Teachers' and heads' leaders have reacted furiously to the "crazy" change, which they say will place an unnecessary burden on schools and disillusion their staff.
Some warn the law might leave schools open to being sued by parents who claim their children have not been properly consulted.
The Liberal Democrats' amendment to the Education and Skills Bill, requiring school governing bodies to "invite and consider pupils' views", was accepted by the Government in the House of Lords on Tuesday.
Regulations, yet to be drawn up, will determine exactly what schools must ask pupils about.
But Baroness Morgan, the children's minister, told Parliament: "As a minimum, schools should seek and take account of pupils' views on policies on the delivery of the curriculum, behaviour, the uniform, school food, health and safety, equalities and sustainability, not simply on what colour to paint the walls."
The legislation follows the introduction to schools of other new legal duties to promote community cohesion and pupil wellbeing.
The news was the last straw for John Dunford, general secretary of the Association of School and College Leaders. "This is crazy," he said. "I am a strong supporter of pupil voice, but schools are increasingly consulting pupils because they think it is the right thing, not because Government tells them to.
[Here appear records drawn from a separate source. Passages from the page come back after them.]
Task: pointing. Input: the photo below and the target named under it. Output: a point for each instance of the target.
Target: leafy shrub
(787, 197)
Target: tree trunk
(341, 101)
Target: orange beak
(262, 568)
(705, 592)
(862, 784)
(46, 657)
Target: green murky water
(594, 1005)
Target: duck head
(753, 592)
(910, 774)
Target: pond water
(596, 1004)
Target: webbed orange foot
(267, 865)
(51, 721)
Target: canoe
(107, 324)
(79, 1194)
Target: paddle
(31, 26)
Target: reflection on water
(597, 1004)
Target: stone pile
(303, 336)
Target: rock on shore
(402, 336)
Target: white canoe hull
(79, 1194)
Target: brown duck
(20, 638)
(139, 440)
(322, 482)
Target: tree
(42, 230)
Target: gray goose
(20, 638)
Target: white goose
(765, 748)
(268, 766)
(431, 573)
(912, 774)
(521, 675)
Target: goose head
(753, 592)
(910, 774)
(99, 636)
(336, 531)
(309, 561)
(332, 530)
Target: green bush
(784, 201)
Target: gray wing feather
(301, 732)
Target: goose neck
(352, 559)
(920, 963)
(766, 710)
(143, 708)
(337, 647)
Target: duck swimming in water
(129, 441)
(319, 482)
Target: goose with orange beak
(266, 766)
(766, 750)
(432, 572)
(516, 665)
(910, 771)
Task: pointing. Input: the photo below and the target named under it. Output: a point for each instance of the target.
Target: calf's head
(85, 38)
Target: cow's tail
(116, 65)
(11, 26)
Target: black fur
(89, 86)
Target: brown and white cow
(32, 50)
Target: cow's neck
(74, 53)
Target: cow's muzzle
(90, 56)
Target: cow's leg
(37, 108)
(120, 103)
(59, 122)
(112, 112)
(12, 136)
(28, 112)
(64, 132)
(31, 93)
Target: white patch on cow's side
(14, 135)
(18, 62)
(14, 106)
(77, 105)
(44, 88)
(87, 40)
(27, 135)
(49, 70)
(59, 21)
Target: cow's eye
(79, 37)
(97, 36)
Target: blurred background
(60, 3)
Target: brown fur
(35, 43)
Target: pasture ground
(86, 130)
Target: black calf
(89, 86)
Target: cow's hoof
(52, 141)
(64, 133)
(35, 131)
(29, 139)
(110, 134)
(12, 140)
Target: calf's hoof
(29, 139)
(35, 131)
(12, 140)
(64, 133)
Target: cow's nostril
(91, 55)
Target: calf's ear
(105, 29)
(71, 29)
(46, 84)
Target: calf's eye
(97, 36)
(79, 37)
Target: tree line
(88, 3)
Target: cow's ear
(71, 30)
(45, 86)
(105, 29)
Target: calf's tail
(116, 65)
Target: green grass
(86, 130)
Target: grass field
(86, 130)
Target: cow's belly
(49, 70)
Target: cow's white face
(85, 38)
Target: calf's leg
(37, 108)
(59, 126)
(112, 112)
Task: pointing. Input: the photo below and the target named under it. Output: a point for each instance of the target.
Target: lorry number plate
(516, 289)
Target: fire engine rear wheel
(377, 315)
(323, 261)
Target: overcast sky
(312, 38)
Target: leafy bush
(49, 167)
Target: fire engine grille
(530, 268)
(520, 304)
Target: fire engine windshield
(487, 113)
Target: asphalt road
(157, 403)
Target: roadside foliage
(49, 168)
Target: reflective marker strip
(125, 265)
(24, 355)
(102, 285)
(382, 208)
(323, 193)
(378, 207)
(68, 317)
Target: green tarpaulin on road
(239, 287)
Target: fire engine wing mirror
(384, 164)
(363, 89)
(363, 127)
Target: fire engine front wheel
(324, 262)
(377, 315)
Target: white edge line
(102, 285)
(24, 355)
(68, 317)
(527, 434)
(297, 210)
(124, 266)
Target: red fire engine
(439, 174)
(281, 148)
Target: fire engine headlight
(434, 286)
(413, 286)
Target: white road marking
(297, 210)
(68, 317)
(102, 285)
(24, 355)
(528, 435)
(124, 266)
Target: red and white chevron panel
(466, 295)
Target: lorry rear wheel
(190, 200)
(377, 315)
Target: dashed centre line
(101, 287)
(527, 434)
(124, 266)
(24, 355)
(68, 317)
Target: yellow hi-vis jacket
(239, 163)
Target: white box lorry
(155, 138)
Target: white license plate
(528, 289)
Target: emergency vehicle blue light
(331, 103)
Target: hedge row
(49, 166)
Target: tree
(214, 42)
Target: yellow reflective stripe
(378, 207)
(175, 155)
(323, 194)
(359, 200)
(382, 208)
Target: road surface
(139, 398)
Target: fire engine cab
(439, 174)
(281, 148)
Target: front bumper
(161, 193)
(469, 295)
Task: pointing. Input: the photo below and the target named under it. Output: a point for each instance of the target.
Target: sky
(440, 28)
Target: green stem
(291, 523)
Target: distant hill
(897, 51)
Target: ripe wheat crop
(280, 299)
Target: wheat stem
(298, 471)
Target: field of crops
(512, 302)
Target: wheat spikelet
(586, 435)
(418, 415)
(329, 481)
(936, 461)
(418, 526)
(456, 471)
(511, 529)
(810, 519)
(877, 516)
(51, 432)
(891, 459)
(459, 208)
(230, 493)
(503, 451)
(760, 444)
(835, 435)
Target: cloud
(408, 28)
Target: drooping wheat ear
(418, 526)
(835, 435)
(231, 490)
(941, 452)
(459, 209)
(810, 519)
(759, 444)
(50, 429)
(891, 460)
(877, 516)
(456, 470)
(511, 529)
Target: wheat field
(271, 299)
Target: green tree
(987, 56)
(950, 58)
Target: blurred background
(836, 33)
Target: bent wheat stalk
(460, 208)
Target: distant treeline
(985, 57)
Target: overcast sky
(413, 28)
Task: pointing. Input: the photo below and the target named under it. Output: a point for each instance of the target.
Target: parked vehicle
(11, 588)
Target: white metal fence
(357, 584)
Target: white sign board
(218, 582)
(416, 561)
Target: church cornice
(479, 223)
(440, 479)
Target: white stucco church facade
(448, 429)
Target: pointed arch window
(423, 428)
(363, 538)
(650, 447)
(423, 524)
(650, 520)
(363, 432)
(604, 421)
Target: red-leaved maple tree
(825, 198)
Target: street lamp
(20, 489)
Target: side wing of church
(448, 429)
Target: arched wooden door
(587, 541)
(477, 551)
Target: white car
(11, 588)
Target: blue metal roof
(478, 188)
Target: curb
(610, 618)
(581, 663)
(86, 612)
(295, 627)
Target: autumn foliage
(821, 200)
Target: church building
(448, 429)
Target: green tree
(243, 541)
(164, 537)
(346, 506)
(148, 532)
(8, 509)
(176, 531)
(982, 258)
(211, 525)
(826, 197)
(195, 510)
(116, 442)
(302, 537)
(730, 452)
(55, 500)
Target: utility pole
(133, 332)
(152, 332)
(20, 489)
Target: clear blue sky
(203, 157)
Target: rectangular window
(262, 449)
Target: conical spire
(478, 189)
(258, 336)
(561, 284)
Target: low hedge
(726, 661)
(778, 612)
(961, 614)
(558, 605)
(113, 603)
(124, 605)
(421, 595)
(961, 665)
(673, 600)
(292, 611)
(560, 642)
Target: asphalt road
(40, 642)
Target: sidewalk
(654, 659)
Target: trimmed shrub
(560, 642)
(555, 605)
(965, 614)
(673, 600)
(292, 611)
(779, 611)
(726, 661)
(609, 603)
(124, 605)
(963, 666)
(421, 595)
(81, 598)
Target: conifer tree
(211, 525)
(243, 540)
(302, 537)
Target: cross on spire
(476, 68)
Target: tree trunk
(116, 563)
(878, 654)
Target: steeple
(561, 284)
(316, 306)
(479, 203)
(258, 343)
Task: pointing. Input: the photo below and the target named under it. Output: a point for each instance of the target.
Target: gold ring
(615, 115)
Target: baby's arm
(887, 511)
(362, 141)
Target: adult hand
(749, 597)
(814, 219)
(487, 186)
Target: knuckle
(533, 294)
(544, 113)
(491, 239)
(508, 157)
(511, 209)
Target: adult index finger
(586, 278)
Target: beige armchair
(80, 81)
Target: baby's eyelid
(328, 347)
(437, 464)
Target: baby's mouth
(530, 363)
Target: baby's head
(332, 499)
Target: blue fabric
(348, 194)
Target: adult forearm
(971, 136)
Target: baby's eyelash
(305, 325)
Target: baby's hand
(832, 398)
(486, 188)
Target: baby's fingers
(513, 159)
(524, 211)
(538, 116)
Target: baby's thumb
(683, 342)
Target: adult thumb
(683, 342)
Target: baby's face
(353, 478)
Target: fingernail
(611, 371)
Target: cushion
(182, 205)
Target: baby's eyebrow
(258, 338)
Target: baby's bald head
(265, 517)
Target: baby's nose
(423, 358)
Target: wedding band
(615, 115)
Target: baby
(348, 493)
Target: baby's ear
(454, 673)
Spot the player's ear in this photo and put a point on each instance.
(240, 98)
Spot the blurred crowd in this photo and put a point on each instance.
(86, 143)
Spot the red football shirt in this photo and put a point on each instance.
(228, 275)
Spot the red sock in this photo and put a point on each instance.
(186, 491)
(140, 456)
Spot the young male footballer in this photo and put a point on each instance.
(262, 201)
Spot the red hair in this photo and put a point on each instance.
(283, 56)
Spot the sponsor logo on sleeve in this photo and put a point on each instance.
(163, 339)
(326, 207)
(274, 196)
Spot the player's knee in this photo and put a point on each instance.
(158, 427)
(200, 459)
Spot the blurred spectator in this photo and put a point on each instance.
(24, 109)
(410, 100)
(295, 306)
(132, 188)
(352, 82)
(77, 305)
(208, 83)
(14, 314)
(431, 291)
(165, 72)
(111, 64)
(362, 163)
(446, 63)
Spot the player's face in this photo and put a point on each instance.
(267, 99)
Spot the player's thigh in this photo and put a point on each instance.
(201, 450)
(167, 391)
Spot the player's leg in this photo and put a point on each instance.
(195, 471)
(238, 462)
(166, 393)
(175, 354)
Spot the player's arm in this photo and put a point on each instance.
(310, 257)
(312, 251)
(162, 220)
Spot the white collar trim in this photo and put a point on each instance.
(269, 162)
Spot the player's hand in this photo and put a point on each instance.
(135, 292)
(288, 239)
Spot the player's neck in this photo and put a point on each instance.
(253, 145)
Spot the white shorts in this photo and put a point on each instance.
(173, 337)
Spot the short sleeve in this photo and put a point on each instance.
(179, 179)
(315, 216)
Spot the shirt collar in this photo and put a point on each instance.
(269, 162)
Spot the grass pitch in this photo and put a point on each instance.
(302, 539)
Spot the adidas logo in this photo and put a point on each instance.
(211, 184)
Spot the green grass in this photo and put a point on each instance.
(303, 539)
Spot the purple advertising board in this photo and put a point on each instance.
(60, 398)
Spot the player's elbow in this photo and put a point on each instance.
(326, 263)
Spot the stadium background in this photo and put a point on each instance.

"I am annoyed and furious that yet another in this continual stream of legal and educational duties is being placed on schools. They all bring unintended consequences."
Arguing the duty was needed, Baroness Howe, a cross-bench peer, pointed to a recent Ofsted survey of nearly 150,000 pupils. When asked how much they thought their views were listened to in running their schools, 34 per cent had replied "not very much" or "not at all".
Chris Keates, the NASUWT teachers' union general secretary, said: "This is completely unnecessary and will be open to abuse.
"It is a distortion of the important concept of pupil voice that will lead to headteachers and teachers becoming very disillusioned."
But Sir Michael Wilshaw, head of Mossbourne Academy in Hackney, east London, said schools would not have to alter what they were already doing for pupil voice.
The possibility of court action was raised by Lord Elton. The Conservative peer was glad the importance of listening to children had been recognised, but said: "I am sorry that it has to be in legislation.
"We are a litigious nation, and it would be very unfortunate if we were to have a rash of cases of parents saying, `You were not listening to my little Johnny.'"
To prevent this, the regulations would have to be flexible, he said.